Уокер закричал. Звук прошел сквозь меня как лезвие бритвы.

– Почему ты убил мою Ирину? – мягко повторил Кулак.

– Я не знаю, – прохныкал Беннет.

– Ты не знаешь?

– Не могу вспомнить.

– Ты погубил эту восхитительную девушку, – притворно изумился Кулак, – и она значила для тебя так мало, что ты даже не помнишь за что?

– Я не знаю.

Кулак посмотрел на окурок, затем невзначай наклонился, прижал раскаленный кончик к тонкой коже запястья Уокера и не отпускал.

Тело Беннета неистово и судорожно дергалось. Испускаемые им крики были настолько животными, что в них не угадывалось ничего человеческого.

Я пыталась отвернуться, но все еще видела его боковым зрением. Если закрою глаза, нахлынут головокружение и тошнота, и станет дурно. А мне важно не показывать слабость. Я это знала.

Запах паленой плоти наполнил воздух, и я старалась подавить рвотные позывы.

Кулак ждал, чтобы вопли стихли, а жертва, мирно затихнув, валялась в своем собственном дерьме.

Но паника была для меня непозволительной роскошью. Русский мог учуять ее запах. Он ей кормился. Смаковал как хорошее вино.

– Я ее любил, – признался Кулак. – Я сделал бы для нее все, что угодно. Сделаю для нее все, что угодно. Почему она захотела тебя, мистер Уокер? Ты слаб. Не такой мужчина должен быть рядом с такой женщиной, как Ирина. Она водила бы тебя за нос как лопуха с одной извилиной. Ты поэтому ее убил?

Беннет затряс головой:

– Нет.

– Тогда почему? – не отступал Кулак, будто расспрашивал милого маленького ребенка. – Почему ты ее убил?

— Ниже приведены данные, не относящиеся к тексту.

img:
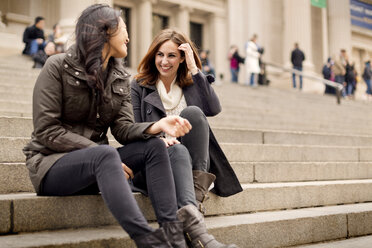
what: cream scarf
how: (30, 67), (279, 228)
(156, 77), (183, 110)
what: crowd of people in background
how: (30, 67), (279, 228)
(22, 16), (67, 68)
(23, 16), (372, 100)
(322, 49), (372, 100)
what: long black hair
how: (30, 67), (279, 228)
(75, 4), (121, 103)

– Я-я, должно быть, разозлился.

– Да.

– Она меня разозлила.

– Да. И поэтому ты ее убил?

– Богом клянусь, – скулил Уокер, – я не помню, как ее убивал. Я ничего не помню. Меня, должно быть, переклинило.

Кулак указал на обрубок указательного пальца Беннета:

– Довольно болезненно, да?

Беннет кивнул. Он распластался на полу вниз животом, прижимаясь лицом к бетонному покрытию.

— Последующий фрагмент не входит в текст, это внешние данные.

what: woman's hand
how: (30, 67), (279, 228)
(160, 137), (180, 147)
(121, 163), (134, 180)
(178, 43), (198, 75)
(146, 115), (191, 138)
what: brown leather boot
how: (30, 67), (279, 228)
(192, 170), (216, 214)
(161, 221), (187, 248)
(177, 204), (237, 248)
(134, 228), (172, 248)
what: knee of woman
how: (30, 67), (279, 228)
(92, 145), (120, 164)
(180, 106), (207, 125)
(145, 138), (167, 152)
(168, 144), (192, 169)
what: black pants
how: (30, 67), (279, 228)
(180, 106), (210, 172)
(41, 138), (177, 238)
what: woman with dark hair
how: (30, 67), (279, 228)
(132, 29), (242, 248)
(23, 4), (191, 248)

– Позволь мне отвлечь тебя от этой боли, – предложил русский.

Он поднялся, взял болторез и отхватил половину среднего пальца рядом с изувеченным.

Мне хотелось заткнуть уши и заглушить крики, но я не могла так сильно согнуть раненую руку. Мне хотелось, чтобы меня вырвало. Хотелось плакать. Паника распухала в горле как воздушный шар.

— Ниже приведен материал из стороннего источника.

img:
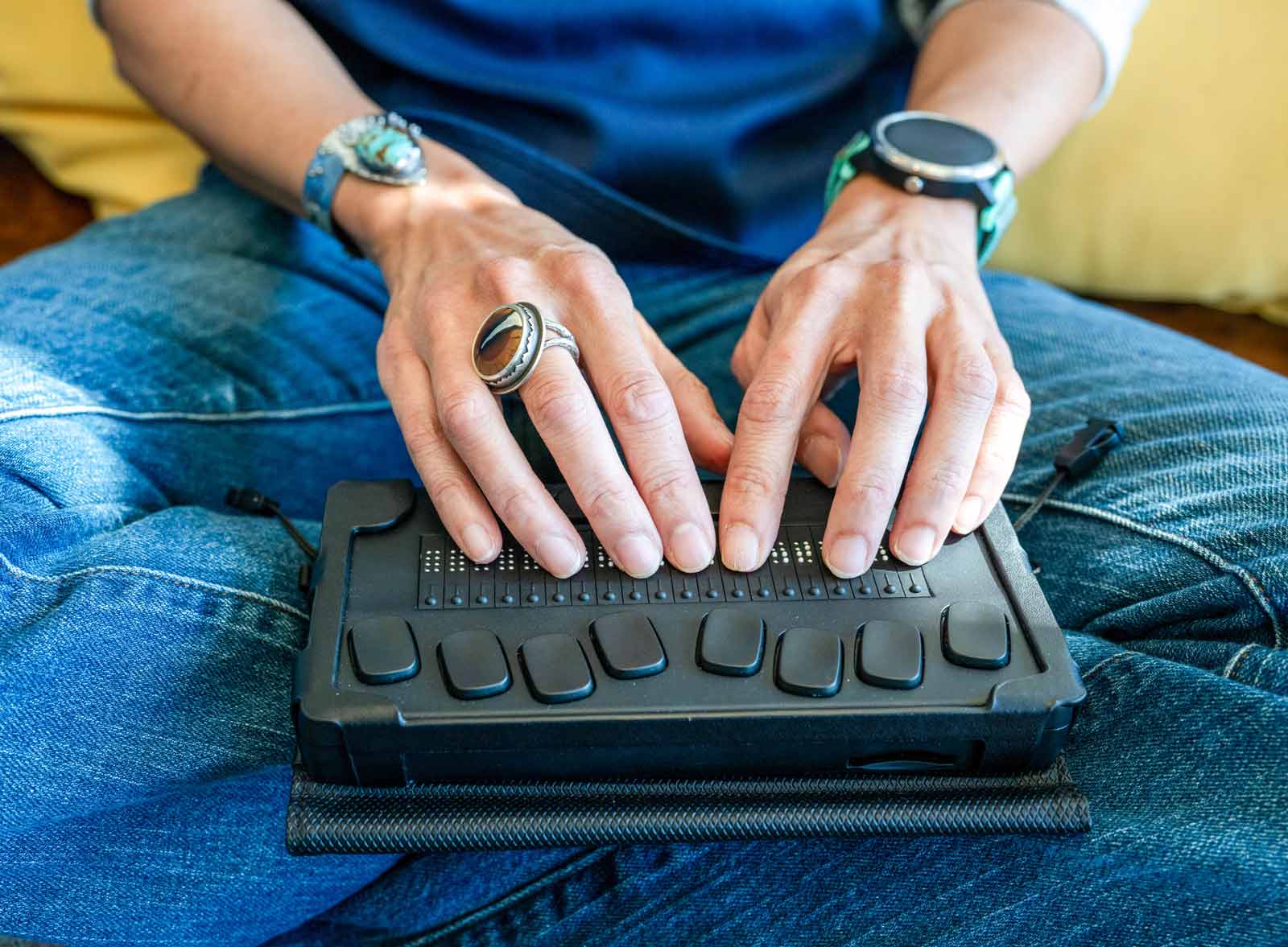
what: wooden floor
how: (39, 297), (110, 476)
(0, 139), (1288, 376)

Кулак стоял и наблюдал за рыдающим пленником, смотрел, как из его искалеченной руки бежала кровь и капала в канализацию.

– Мне жаль! – плакал Уокер. – Мне так жаль! Я не знаю, что произошло!

Я слышала его слова. Смотрела на него, лежащего там. Много раз за всю жизнь я уверяла себя, что для Беннета нет на свете слишком тяжелого наказания. Но все о чем я в данный момент могла думать – убийца не он.

Беннет Уокер мог распускать руки, но он также был, – как назвал его Алексей Кулак – слабаком. Он никогда бы не смог совершить то, что сейчас творил с ним русский, и не выблевать собственные кишки. Он на такое не способен.

– Ты не знаешь, что произошло, – произнес Кулак. Затем развернулся и посмотрел на меня.

– Если ты не знаешь, – продолжил он, – тогда, возможно, твоя любовница сможет нам рассказать.